広島を代表する野菜といえば、広島菜で、江戸時代参勤交代の折り安芸の人が京都からタネを持ち帰ったのが始まりと言われています。漬け菜の一つで、野沢菜・高菜と合わせて日本三大漬け菜と言われているそうです。現在では広島だけではなく全国で作っているのだとか。漬け物ですが極浅漬けで食べるのが良いそうで、漬けてすぐをいただきます。
今月は牡蠣の時期に合わせての広島県の教室だったのですが、偶然、広島菜の季節にも行き当たり、まだ漬けていない生の広島菜もお送りいただき、長さ50cm以上、太さ白菜なみという大きさに驚きました。そしてつけてしまうと、大人の拳1つ分ぐらいに、とても小さくなるのにもまた驚きました。辛味があるので汁をちょっと絞ると辛味が抜けます。

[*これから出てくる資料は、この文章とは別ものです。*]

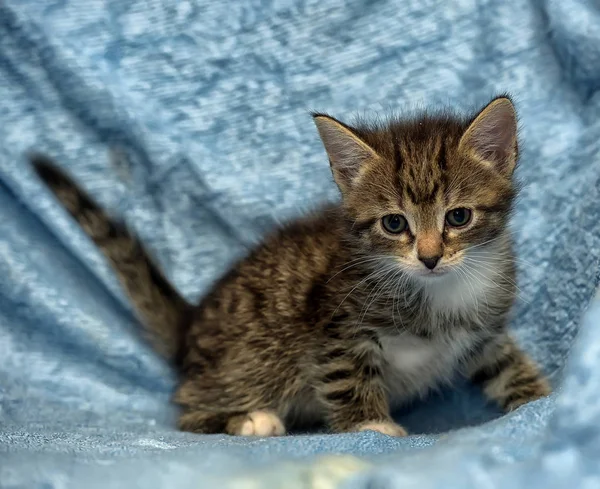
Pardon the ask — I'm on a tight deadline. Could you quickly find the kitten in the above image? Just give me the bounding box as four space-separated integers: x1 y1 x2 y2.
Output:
34 97 550 436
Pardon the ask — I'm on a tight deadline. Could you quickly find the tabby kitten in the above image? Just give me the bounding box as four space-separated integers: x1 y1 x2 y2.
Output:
34 97 550 436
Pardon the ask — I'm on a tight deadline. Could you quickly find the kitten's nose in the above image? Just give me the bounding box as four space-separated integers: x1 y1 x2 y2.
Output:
419 256 440 270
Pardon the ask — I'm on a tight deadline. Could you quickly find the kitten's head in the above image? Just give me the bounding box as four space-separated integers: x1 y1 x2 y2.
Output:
314 97 518 280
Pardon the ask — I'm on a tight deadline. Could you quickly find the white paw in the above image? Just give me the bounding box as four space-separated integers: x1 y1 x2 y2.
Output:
358 421 408 436
239 411 285 436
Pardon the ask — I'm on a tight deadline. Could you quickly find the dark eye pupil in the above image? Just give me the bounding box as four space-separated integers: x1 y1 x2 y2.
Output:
446 207 471 227
383 214 406 234
452 209 467 222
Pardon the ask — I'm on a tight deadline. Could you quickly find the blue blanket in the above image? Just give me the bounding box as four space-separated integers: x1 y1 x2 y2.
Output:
0 0 600 489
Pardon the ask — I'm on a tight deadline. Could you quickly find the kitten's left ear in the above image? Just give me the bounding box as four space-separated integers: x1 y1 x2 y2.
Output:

 そして今回の教室では使えませんでしたが、中国地方は春菊も独特です。おたふくという切れ目のあまり入っていない丸っこい葉っぱの春菊です。関西や関東の春菊とは同じような匂いで見た目が大きく違います。中国地方に行ったら確かめてみてください。鍋に向く、さっと火が通って美味しい品種なのだそうです。

今は広島市は恐ろしい出来事があったことが全くわからないような素敵な街で、だからこそ原爆ドームや資料館は続けていかなければならないと思わされます。美味しさをいっぱい食べに行きたい街です。